Under the influence of the shrooms, Ben declares that love is the reason for everything, that love is the solution to everything. He encourages Nat to go to Travis, saying that their love can save them all. And in a way, his words are a premonition. Nat does save Travis from being butchered. Misty overhears Ben’s soliloquy on love and misinterprets it as a confession of his love for her. He finally outright rejects her by shouting that he’s gay.
“Doomcoming” presents two paths. There’s love. There’s the love between Van and Taissa, who not only kiss in front of the whole group for the first time but also have a sex scene in the woods while the others are busy chasing Travis. There’s Ben saying love is the solution.
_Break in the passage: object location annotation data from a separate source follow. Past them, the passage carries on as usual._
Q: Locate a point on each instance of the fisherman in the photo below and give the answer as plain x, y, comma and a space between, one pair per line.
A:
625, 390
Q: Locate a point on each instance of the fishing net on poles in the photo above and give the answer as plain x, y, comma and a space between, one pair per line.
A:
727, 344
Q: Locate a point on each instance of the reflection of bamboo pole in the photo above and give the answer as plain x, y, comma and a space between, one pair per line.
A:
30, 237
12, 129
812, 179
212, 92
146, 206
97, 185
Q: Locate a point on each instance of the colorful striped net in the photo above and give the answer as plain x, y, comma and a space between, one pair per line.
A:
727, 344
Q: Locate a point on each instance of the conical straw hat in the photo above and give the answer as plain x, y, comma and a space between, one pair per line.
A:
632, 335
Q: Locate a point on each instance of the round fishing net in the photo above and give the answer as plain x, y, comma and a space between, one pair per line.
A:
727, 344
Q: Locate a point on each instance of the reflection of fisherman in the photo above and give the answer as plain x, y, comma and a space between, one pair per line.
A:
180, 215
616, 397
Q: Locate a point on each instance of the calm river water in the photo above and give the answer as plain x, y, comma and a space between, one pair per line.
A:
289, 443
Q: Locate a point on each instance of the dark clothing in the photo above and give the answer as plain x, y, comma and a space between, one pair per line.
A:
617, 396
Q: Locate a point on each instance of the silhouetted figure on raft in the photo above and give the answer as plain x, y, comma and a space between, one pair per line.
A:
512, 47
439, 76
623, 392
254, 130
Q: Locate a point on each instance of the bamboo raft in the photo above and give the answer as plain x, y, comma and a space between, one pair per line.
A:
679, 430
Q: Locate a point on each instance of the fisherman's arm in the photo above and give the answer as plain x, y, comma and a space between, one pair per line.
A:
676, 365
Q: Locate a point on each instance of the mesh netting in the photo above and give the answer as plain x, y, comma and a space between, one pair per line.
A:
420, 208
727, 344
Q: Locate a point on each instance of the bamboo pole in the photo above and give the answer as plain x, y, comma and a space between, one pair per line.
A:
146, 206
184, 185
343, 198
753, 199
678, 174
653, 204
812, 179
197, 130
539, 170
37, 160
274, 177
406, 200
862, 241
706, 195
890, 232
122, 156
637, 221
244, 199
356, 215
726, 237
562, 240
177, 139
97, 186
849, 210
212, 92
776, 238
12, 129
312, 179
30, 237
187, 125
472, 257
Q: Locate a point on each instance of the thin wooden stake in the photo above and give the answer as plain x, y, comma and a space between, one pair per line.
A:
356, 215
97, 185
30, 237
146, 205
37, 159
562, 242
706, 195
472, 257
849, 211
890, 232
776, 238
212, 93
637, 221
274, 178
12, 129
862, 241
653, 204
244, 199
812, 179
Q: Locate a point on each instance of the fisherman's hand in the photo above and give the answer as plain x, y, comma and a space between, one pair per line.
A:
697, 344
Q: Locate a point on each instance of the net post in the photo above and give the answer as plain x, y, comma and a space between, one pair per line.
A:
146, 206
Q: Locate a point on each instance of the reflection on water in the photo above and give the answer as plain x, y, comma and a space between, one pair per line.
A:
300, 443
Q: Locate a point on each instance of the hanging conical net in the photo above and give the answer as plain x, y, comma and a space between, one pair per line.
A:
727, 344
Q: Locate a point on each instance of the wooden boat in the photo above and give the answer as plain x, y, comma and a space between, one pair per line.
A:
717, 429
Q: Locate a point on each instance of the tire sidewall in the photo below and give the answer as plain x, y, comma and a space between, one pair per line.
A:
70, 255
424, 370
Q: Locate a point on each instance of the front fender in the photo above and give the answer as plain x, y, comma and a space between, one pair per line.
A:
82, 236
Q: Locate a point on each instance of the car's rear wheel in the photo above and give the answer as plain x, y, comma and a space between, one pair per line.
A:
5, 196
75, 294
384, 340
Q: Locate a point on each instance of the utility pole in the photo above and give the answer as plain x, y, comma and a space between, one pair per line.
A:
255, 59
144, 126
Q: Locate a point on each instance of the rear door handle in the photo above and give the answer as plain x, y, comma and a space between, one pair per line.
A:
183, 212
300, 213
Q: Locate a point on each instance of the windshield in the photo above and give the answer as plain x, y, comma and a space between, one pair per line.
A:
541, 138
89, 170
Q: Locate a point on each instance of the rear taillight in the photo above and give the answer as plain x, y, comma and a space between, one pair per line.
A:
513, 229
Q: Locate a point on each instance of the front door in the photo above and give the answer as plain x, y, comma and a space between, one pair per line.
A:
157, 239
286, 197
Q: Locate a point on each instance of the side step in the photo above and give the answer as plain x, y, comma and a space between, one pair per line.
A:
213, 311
And then there’s the other path, the one that says love doesn’t mean anything, the one Jackie represents in her unattached, free agent mentality. Death seems inevitable. Hope is gone. The characters’ insides are hollow. What’s going to fill the void? Love and peaceful cooperation with each other? Or a different kind of collaboration? A cultish one. One that instills rules that might be animalistic and violent but feels better than the emptiness.
I’ve written briefly on the religious motifs and images in the show, drawing connections between cannibalism and transubstantiation. I’ve touched on Greek mythology, calling Lottie the show’s Cassandra. And now “Doomcoming” is rife with Greek and Roman mythology. Wine, sex, violence, music, ritual. This is a Yellowjackets spin on a bacchanal. I went down a research rabbithole (can you tell how thoroughly this show has taken over my life?!) and came across this paper on representations of “knife-wielding maenads” — female devotees of Dionysus who were frequently depicted in art and on the stage as wild women who danced and drank a lot. Ummm!!! Knife! Wielding! Women! In a FRENZY! Sound familiar? There’s lots in there — and the sources in the footnotes — about sacrifice, fertility, violence, sex. All themes that have snaked their way through Yellowjackets, especially as the seams of reality start to unravel in the woods. I won’t turn this recap into a history lesson, but you’re encouraged to join me down this particular rabbithole as we head into finale week.